Я стал почти что как ледышка.
Вокруг синё. Хоть волком вой.
И вдруг я вижу: рядом – вышка,
На ней – в тулупе часовой.
Он закричал: «А ну, отрава!
Погибель ищешь пацану?
С дороги повертай направо.
Давай скорей, не то пальну!»
И тут я слышу голос зэка:
«Ведь там сугробы, душегуб!»
У пожилого человека
Чернели корки вместо губ.
Стоял он около подвала.
И свирепел собачий лай.
А мама до смерти устала.
– Стреляй, – сказала. – Ну, стреляй![3]

Прочитал я эти строки – словно с другом встретился. Написал несколько строк в «Жезказганскую газету», отнёс вместе с текстом стихотворения. Газета напечатала, и я её со своим письмом к Мощенко отправил в «Дружбу народов». Спросил поэта о пребывании в Джезказгане, полушутя поинтересовался ударением в фамилии: «Мощенко, как Зощенко, или Мощенко, как Шевченко?». О себе написал только то, что «около подвала» мог стоять и я, и у меня тогда «чернели корки вместо губ» – всё предельно ясно. А о том, что пишу стихи, упоминать не было причин. Его краткий ответ располагал к продолжению знакомства. Вот его письмо:

«Уважаемый Юрий Васильевич,

прежде всего искренне благодарю Вас за внимание к моей скромной персоне, за то, что совершенно неожиданно моё слово благодаря Вам отозвалось в Джезказгане, куда судьба забросила меня, второклассника, осенью сорок первого, во время эвакуации. Кстати, поделюсь с Вами намерением в ближайшую неделю закончить повесть „В Боровом в сорок втором“, где речь идёт об одном священнике, дьяконе, который служил в соответствии со своим саном в Новом Иерусалиме, под Москвой, а потом, как и многие, был арестован, попал в джезказганский лагерь, чудом остался жив и, освободившись, уехал к племяннице в Бурабай (там, на виду у красавицы Синюхи, я прожил целый год, ставший для меня особенным, незабываемым). Действие разворачивается довольно драматическое, порой трагическое.

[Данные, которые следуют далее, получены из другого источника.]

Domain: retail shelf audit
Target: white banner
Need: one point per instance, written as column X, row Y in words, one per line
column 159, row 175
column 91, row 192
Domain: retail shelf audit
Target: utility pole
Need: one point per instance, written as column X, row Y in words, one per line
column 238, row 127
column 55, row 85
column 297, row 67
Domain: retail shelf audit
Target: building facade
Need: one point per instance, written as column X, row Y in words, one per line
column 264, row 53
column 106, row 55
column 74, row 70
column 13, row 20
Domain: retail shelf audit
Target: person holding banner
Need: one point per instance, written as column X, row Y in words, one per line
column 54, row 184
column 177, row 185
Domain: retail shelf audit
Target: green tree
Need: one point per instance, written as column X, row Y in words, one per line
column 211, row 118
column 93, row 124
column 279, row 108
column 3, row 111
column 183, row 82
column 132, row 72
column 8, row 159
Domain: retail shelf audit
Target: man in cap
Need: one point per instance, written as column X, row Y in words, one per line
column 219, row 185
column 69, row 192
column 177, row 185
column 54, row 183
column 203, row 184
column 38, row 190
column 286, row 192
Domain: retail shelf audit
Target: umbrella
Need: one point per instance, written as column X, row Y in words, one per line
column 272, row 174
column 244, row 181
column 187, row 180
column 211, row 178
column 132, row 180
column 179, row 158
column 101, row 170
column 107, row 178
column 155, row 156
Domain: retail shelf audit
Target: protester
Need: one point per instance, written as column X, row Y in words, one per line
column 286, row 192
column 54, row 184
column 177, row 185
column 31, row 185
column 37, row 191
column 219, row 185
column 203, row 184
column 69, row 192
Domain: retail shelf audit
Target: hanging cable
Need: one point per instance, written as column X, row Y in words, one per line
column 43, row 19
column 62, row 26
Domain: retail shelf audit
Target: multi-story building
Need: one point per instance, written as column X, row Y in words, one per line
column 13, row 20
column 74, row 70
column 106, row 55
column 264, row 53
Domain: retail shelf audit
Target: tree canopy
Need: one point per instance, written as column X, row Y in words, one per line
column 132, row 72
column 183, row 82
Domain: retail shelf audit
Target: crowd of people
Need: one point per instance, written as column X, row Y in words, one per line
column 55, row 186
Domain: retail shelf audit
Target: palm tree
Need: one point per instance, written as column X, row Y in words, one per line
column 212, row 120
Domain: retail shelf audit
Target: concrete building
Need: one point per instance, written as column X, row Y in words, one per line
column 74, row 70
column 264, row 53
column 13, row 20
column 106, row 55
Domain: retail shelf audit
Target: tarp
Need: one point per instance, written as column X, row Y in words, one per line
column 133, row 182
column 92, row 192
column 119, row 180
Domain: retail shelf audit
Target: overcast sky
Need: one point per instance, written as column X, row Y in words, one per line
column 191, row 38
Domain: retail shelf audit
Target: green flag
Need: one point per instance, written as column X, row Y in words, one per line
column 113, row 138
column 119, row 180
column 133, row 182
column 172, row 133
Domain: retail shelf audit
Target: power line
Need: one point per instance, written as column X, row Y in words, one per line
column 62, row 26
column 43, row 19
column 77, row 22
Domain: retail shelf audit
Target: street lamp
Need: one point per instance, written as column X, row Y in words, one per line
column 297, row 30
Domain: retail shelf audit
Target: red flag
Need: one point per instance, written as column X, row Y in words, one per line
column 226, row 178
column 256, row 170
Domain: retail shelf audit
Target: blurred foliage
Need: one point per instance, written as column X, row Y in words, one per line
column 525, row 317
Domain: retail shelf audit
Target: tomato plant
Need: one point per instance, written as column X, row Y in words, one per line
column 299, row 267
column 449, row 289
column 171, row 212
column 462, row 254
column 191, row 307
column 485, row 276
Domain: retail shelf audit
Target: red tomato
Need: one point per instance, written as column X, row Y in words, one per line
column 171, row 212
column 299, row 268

Не сомневаюсь, что Вы, Юрий Васильевич, – интереснейший и благороднейший человек, чья весточка и чьё доброе слово стали для меня дорогим подарком.

Что же рассказать Вам о себе? Если в двух словах, то всё укладывается в одно предложение, включающее в себя бахмутское детство, эвакуацию, солдатчину в Нахичевани-на-Араксе, работу спецкором в газете ЗакВО „Ленинское знамя“ (в Тбилиси), Литинститут, командировку на два года в Будапешт, добывание военного стажа и… досрочное увольнение в отставку в звании полковника, всякие написанные мною книги, в том числе переводы, обращение в последние годы и к таким жанрам, как проза и критика… Понимаю, как это странно и недосказанно выглядит, но даже в двух томах не сумел бы сделать это лучше.

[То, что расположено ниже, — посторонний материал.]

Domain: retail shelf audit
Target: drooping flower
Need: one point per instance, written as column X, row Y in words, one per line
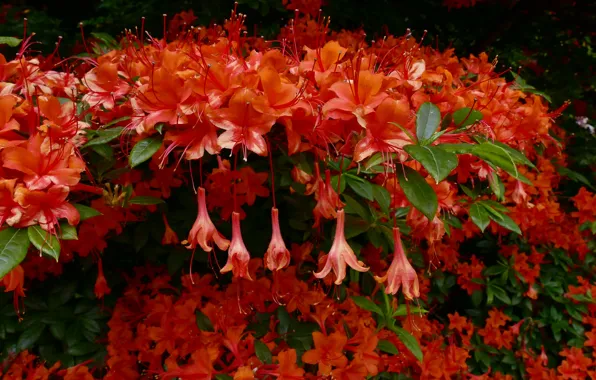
column 101, row 285
column 277, row 256
column 169, row 235
column 203, row 230
column 238, row 256
column 401, row 273
column 340, row 254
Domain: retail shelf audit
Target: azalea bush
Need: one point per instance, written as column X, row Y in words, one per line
column 211, row 204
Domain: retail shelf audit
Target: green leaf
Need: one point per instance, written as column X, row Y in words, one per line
column 479, row 216
column 203, row 322
column 428, row 119
column 409, row 341
column 574, row 176
column 355, row 226
column 44, row 241
column 104, row 150
column 367, row 304
column 466, row 116
column 143, row 150
column 499, row 157
column 86, row 212
column 284, row 320
column 263, row 352
column 438, row 162
column 354, row 207
column 402, row 310
column 30, row 336
column 496, row 214
column 496, row 185
column 382, row 197
column 360, row 186
column 10, row 41
column 418, row 191
column 14, row 244
column 145, row 200
column 58, row 330
column 68, row 232
column 500, row 293
column 462, row 148
column 105, row 136
column 387, row 347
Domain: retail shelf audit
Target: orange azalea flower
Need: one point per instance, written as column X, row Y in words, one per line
column 340, row 254
column 243, row 124
column 45, row 208
column 7, row 203
column 14, row 281
column 43, row 165
column 328, row 352
column 288, row 369
column 169, row 236
column 238, row 256
column 203, row 230
column 277, row 256
column 400, row 273
column 61, row 119
column 381, row 135
column 356, row 98
column 101, row 285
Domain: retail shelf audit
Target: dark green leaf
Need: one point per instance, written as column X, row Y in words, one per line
column 435, row 160
column 382, row 197
column 428, row 119
column 418, row 191
column 14, row 244
column 360, row 186
column 263, row 352
column 500, row 293
column 402, row 310
column 387, row 347
column 105, row 151
column 500, row 158
column 466, row 116
column 462, row 148
column 30, row 336
column 355, row 226
column 284, row 320
column 203, row 322
column 143, row 150
column 145, row 200
column 68, row 232
column 104, row 136
column 366, row 304
column 353, row 207
column 409, row 341
column 86, row 212
column 10, row 41
column 479, row 216
column 44, row 241
column 58, row 330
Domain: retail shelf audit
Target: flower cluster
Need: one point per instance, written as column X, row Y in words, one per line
column 411, row 154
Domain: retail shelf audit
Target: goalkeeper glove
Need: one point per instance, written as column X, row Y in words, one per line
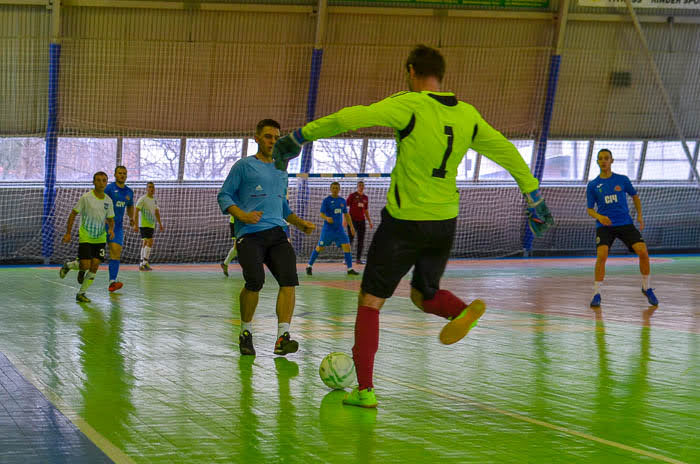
column 539, row 218
column 287, row 148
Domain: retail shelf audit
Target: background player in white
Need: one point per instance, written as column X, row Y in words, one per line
column 333, row 209
column 123, row 200
column 609, row 192
column 147, row 213
column 95, row 208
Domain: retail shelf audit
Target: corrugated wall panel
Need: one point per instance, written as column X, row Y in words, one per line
column 24, row 51
column 241, row 68
column 589, row 104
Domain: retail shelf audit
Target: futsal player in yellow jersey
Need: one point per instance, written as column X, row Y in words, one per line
column 433, row 132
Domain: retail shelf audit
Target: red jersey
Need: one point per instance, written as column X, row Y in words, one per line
column 357, row 204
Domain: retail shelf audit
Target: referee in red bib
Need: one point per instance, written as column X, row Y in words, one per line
column 358, row 204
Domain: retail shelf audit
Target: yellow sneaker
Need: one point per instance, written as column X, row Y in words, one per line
column 362, row 398
column 459, row 327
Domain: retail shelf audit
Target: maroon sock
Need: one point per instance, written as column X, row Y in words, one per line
column 366, row 344
column 444, row 304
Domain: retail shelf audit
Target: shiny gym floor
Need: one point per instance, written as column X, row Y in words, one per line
column 152, row 373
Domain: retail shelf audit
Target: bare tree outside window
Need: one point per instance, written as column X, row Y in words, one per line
column 337, row 155
column 151, row 159
column 22, row 158
column 211, row 159
column 381, row 155
column 79, row 158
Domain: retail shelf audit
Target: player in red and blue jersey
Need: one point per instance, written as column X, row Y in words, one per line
column 609, row 192
column 333, row 209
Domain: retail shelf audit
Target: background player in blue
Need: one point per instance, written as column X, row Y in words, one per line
column 333, row 209
column 613, row 220
column 255, row 194
column 123, row 199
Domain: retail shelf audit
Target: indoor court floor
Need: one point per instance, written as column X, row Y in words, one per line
column 152, row 373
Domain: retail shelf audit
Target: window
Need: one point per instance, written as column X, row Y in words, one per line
column 565, row 159
column 211, row 159
column 625, row 153
column 22, row 158
column 667, row 161
column 337, row 155
column 492, row 171
column 80, row 158
column 381, row 155
column 151, row 159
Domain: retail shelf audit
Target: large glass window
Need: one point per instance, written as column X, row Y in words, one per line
column 151, row 159
column 211, row 159
column 626, row 154
column 667, row 161
column 79, row 158
column 337, row 155
column 492, row 171
column 565, row 159
column 381, row 155
column 22, row 158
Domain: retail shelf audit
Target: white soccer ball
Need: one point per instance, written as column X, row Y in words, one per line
column 337, row 370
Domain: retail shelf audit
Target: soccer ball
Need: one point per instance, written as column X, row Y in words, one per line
column 337, row 371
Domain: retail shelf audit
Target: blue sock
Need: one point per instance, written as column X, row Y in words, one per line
column 314, row 255
column 113, row 269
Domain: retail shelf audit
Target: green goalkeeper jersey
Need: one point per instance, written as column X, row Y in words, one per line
column 433, row 132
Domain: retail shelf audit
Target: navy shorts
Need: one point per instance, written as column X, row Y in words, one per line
column 399, row 245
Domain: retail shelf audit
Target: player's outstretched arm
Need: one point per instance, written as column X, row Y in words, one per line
column 539, row 218
column 110, row 224
column 287, row 148
column 638, row 207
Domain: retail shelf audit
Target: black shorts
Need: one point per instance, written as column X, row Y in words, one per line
column 398, row 245
column 606, row 235
column 271, row 248
column 91, row 251
column 146, row 232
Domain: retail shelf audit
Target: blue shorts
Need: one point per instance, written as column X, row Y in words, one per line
column 329, row 236
column 118, row 235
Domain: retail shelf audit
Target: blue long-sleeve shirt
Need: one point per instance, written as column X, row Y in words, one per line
column 254, row 185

Моя фамилия звучит, как у Зощенко, которого обожаю.

Посылаю Вам книжечку „Родословная звука“.

Ещё раз – сердечное спасибо.

Дай Вам Бог здоровья и счастья.

Вл. Мощенко
20.06.2000».

Портрет автора напомнил мне одну из фотографий молодого Мандельштама: пропорциями лица, и каким-то отстранённым от жизненной суеты взглядом, что ещё более усилило мою симпатию к Владимиру Николаевичу, – я увидел в его взгляде пожизненный магнетизм Степлага. А книжечка «Родословная звука» сама раскрылась на развороте, проколотом скобкой-скрепкой, – там, словно мистика, оказалось стихотворение без заглавия, посвящённое Осипу Эмильевичу:

* * *

Мы живём, под собою не чуя страны.

Осип Мандельштам
Итак, графа: особые приметы.
Оставим без вниманья этот взгляд.
Так смотрят перед гибелью поэты,
Ничтожные, когда они раздеты.
…С горбинкой нос, а также лысоват.
Грудь и живот, напротив, волосаты.
Вот отпечаток пальца. Вот цитаты.
И что смеялся? Постарел. И нищ.
Здесь нет ещё одной – последней – даты.